Fitzgerald fails at that, most egregiously where it most matters: in the relationship between Daisy and Gatsby. This he constructs out of one part nostalgia, four parts narrative expedience, and zero parts anything else—love, sex, desire, any kind of palpable connection.

But I have never thought that the story of Jay and Daisy was supposed to be that kind of story—a story where a great love saves people from lives gone wrong. And that certainly doesn’t seem to be the story Fitzgerald gives us. Instead, we get something much more complicated and much closer to the kind of criticism of the “glamorous dissipation of the rich, [and our] cheap satisfaction of seeing them fall” that Schultz says she cannot find in the novel. 

Gatsby’s distance from us and the distance that separates all the novel’s characters from one another is not a failure of Fitzgerald’s powers. It is a demonstration of them. These are hollow people, with hollow lives, and hollow ambitions. Fitzgerald sees the “glittering swinishness” of the nouveau riche who crowd Gatsby’s parties, and of the old-money Tom and Daisy Buchanan, and of the grasping Myrtle Wilson as all the same. While Gatsby’s early ambitions suggest that he began better than they, any potential he had is destroyed when he meets Daisy, “and all of a sudden I didn’t care. What was the use of doing great things if I could have a better time telling her what I was going to do?” he says. With Daisy as his goal, he heads off to fight in WWI. When he returns from the war to find her married, he is soon good for nothing more than making money through various and unspecific unsavory deals, in order to spend it wildly to try to attract Daisy’s attention. And, as my favorite American literature professor has remarked of Daisy, “She’s the perfect demonstration of Gertrude Stein’s comment. There’s no there there.”

The novel is filled with famous images of exactly this kind of hollowness. The towns of East and West Egg, with their “shells” crushed flat on one end; the unseeing eyes of Doctor T. J. Eckleberg, abandoned and dimmed and surveying the ashpiles; the books in Gatsby’s library with their uncut pages; Daisy and her friend Jordan floating as if “on an anchored balloon;” and always, always, Gatsby’s enormous house—filled with complete strangers at the beginning of the novel, then lit up and empty, and then empty of even the light. If Fitzgerald’s characters have no human emotions, it is because their world has none. Cars run off roads. Noses are broken. Couples divorce. Women are dumped into pools. And it all happens amid endless hilarity. No one mourns for Myrtle. No one goes to Gatsby’s funeral. If Shultz reads Gatsby and finds it empty, she is reading it right. Gatsby may well be “worth the whole damn bunch of them put together.” But the whole damn bunch of them put together isn’t worth an empty eggshell. And Fitzgerald knows it.

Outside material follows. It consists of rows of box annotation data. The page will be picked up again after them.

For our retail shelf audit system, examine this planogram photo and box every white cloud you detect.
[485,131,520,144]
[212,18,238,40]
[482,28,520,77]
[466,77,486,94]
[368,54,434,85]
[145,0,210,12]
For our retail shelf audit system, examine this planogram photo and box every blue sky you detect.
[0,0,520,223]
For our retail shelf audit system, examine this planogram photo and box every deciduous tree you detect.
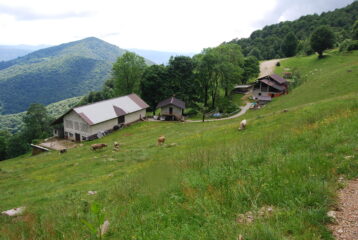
[140,65,171,115]
[112,52,146,95]
[311,26,335,58]
[281,32,298,57]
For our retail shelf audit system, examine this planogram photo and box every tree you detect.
[281,32,298,57]
[112,52,146,95]
[214,44,244,97]
[248,47,262,60]
[23,103,51,142]
[193,51,215,108]
[0,131,10,161]
[140,65,171,115]
[6,132,30,158]
[167,56,197,105]
[241,56,260,84]
[311,26,335,58]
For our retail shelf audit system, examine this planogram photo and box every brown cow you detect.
[91,143,107,151]
[158,135,165,145]
[239,119,247,130]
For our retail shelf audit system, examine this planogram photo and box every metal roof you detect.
[157,97,185,109]
[261,79,285,91]
[53,93,149,125]
[258,74,287,84]
[234,84,252,88]
[257,96,271,101]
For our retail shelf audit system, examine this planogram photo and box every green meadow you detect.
[0,51,358,240]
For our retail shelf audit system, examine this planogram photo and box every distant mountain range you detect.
[0,37,153,114]
[0,45,49,61]
[128,48,196,64]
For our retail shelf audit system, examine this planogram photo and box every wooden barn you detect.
[157,97,185,121]
[52,94,149,141]
[252,74,288,99]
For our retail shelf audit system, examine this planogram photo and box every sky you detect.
[0,0,354,52]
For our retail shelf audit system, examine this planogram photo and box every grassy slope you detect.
[0,97,82,133]
[0,52,358,240]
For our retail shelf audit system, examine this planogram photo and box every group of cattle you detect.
[91,135,165,151]
[60,119,247,153]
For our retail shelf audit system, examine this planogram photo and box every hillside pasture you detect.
[0,50,358,240]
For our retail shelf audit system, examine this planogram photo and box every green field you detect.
[0,52,358,240]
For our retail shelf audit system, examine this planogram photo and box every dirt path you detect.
[329,179,358,240]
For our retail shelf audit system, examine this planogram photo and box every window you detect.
[65,120,73,129]
[118,115,124,124]
[75,122,80,130]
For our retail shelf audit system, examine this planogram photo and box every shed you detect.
[252,74,288,99]
[157,96,185,121]
[30,144,50,155]
[52,94,149,141]
[231,84,252,94]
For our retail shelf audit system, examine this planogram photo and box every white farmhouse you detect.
[52,94,149,141]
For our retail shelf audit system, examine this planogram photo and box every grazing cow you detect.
[60,148,67,153]
[91,143,107,151]
[158,135,165,145]
[239,119,247,130]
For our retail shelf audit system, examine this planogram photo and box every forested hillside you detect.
[0,37,150,114]
[230,1,358,59]
[0,46,31,61]
[0,96,82,133]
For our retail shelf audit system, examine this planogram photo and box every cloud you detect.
[0,4,92,21]
[255,0,354,28]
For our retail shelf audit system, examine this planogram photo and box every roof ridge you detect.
[73,93,136,110]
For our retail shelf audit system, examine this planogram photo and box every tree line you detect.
[0,103,53,161]
[229,1,358,60]
[80,44,259,114]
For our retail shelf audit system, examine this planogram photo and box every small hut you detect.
[30,144,50,155]
[157,96,185,121]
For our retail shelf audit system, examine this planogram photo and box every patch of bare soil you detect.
[328,179,358,240]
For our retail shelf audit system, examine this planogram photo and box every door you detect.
[75,133,81,142]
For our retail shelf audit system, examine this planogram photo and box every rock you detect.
[1,207,26,217]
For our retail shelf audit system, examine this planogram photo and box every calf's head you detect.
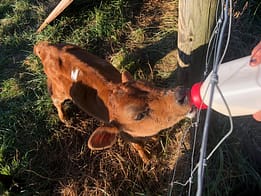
[34,42,190,150]
[88,77,191,150]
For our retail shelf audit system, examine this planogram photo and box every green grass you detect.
[0,0,261,195]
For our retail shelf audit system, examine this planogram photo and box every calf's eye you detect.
[134,109,150,120]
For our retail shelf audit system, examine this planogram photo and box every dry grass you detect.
[0,0,261,196]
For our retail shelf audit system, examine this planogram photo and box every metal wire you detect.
[168,0,233,196]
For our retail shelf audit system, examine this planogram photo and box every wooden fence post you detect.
[177,0,217,87]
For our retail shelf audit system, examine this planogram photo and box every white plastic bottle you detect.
[191,56,261,116]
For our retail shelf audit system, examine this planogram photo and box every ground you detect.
[0,0,261,195]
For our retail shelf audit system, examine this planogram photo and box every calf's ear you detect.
[88,126,119,150]
[121,71,133,83]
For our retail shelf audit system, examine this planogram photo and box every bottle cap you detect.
[190,82,208,109]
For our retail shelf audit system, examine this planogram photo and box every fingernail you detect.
[250,58,256,63]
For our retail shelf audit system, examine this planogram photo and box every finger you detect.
[253,111,261,122]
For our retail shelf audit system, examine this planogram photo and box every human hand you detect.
[249,41,261,66]
[249,41,261,122]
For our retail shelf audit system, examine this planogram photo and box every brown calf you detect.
[34,42,190,162]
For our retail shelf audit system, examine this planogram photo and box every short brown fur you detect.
[34,42,190,162]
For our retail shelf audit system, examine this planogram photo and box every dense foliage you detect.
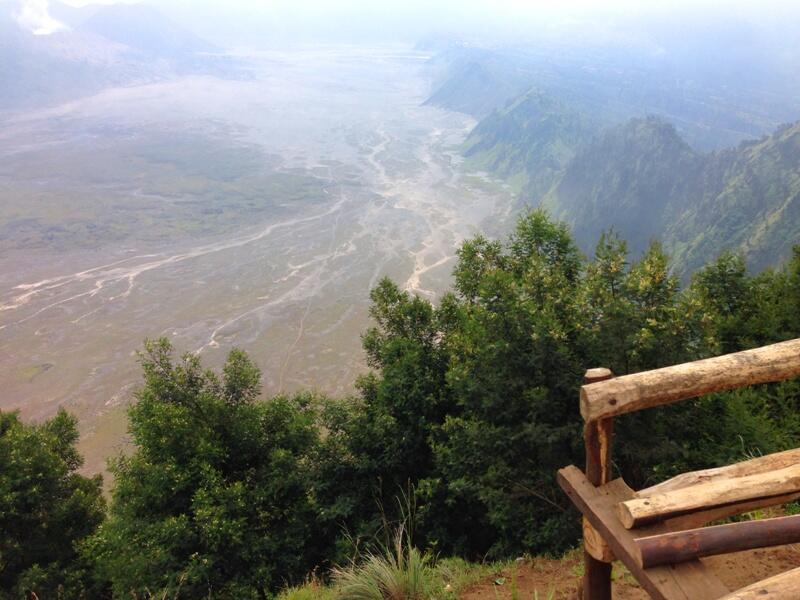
[6,212,800,598]
[90,340,320,598]
[0,411,105,599]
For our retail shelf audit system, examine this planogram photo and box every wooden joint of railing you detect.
[581,338,800,424]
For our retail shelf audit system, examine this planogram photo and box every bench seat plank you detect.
[558,466,729,600]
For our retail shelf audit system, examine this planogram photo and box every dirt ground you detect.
[461,545,800,600]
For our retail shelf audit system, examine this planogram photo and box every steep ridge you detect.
[542,117,703,253]
[664,122,800,270]
[462,89,596,198]
[542,118,800,274]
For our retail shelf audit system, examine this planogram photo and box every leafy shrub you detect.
[0,410,105,599]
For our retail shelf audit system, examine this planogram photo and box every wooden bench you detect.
[558,339,800,600]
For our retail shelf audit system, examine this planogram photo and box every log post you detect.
[583,369,614,600]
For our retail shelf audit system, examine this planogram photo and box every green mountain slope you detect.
[543,117,702,253]
[664,122,800,270]
[543,118,800,273]
[462,90,594,198]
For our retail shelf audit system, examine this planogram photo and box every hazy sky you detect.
[9,0,800,44]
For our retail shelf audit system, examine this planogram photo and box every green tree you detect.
[89,340,324,598]
[0,410,105,598]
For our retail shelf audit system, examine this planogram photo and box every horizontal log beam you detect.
[636,448,800,498]
[617,464,800,529]
[636,515,800,568]
[581,339,800,422]
[558,466,729,600]
[720,567,800,600]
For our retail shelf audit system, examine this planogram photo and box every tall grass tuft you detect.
[333,525,435,600]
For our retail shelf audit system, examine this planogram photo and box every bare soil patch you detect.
[460,545,800,600]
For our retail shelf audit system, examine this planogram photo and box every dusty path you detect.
[460,545,800,600]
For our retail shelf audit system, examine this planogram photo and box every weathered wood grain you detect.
[636,515,800,568]
[581,339,800,423]
[558,466,729,600]
[720,567,800,600]
[617,464,800,529]
[636,448,800,498]
[582,369,614,600]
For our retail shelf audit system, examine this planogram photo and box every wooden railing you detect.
[573,339,800,600]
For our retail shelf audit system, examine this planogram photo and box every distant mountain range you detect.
[0,3,231,110]
[428,44,800,275]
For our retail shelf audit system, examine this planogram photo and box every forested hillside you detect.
[456,90,596,198]
[428,47,800,278]
[0,212,800,598]
[548,119,800,274]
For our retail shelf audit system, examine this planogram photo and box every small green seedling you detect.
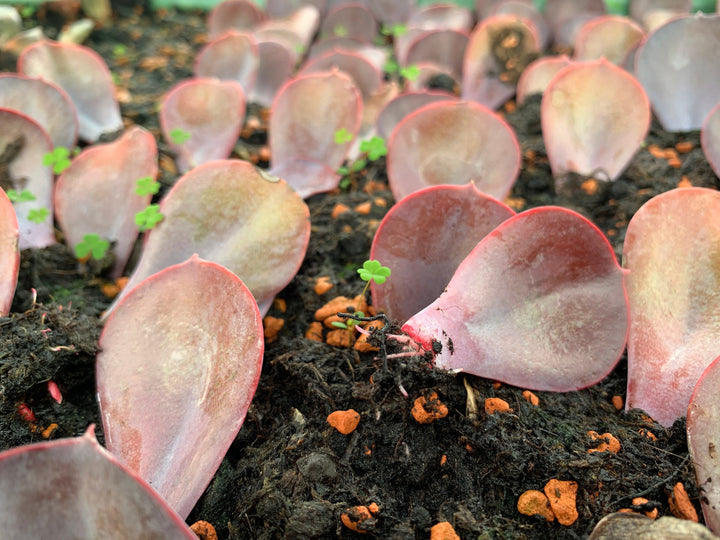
[28,206,50,224]
[7,189,36,203]
[170,128,190,144]
[43,146,70,174]
[135,204,165,232]
[135,176,160,196]
[335,128,354,144]
[75,233,110,261]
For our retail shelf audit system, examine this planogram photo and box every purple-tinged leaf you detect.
[700,104,720,177]
[269,70,362,192]
[540,59,651,182]
[299,50,383,100]
[370,183,515,322]
[55,126,158,277]
[160,78,245,172]
[544,0,606,45]
[403,207,628,392]
[635,13,720,132]
[687,357,720,533]
[195,30,260,94]
[0,108,55,250]
[0,426,197,540]
[97,255,263,518]
[516,54,572,105]
[111,160,310,315]
[207,0,266,41]
[248,40,295,107]
[0,73,78,149]
[462,15,539,109]
[0,189,20,317]
[377,90,453,140]
[623,188,720,426]
[574,15,645,66]
[387,101,520,201]
[18,40,122,142]
[320,3,378,43]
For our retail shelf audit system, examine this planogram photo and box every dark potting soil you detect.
[0,7,718,539]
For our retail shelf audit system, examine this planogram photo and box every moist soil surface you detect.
[0,5,718,539]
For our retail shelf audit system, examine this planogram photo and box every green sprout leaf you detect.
[135,176,160,195]
[170,128,190,144]
[28,206,50,224]
[335,128,353,144]
[7,189,36,202]
[135,204,165,232]
[75,233,110,261]
[360,135,387,161]
[43,146,70,174]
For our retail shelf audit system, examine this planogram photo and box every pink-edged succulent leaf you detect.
[111,160,310,315]
[623,188,720,426]
[635,13,720,132]
[387,101,520,201]
[0,73,78,149]
[320,2,378,43]
[248,40,295,107]
[18,40,122,142]
[575,15,645,66]
[700,104,720,176]
[269,70,362,178]
[687,357,720,533]
[195,30,260,95]
[0,189,20,317]
[541,59,651,182]
[97,255,263,518]
[55,126,158,277]
[377,90,453,140]
[370,183,515,322]
[403,207,628,392]
[299,50,383,100]
[543,0,606,45]
[0,108,55,250]
[516,54,572,105]
[160,78,245,172]
[405,30,468,80]
[462,15,539,109]
[207,0,266,41]
[0,426,197,540]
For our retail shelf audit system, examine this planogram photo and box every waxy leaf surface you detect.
[403,207,628,392]
[97,256,263,518]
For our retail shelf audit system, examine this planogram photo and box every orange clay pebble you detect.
[313,276,334,295]
[587,431,620,454]
[190,521,217,540]
[430,521,460,540]
[543,478,578,526]
[305,321,322,341]
[668,482,698,523]
[410,392,449,424]
[485,398,513,414]
[327,409,360,435]
[263,315,285,343]
[518,489,555,521]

We are not meant to admire Daisy or Tom or Jordan or even Gatsby. We are not meant to emulate Gatsby’s ceaseless longing for Daisy. We are not meant to find it romantic and redemptive when he stretches his arms out to that tiny green light at the end of the dock. We are meant to understand the bitter hollowness of coming back from a war to find out that the visions that sustained one are empty, and that the world one fought to protect offers nothing more than a valley of ashes and some parties filled with “happy and vacuous laughter.”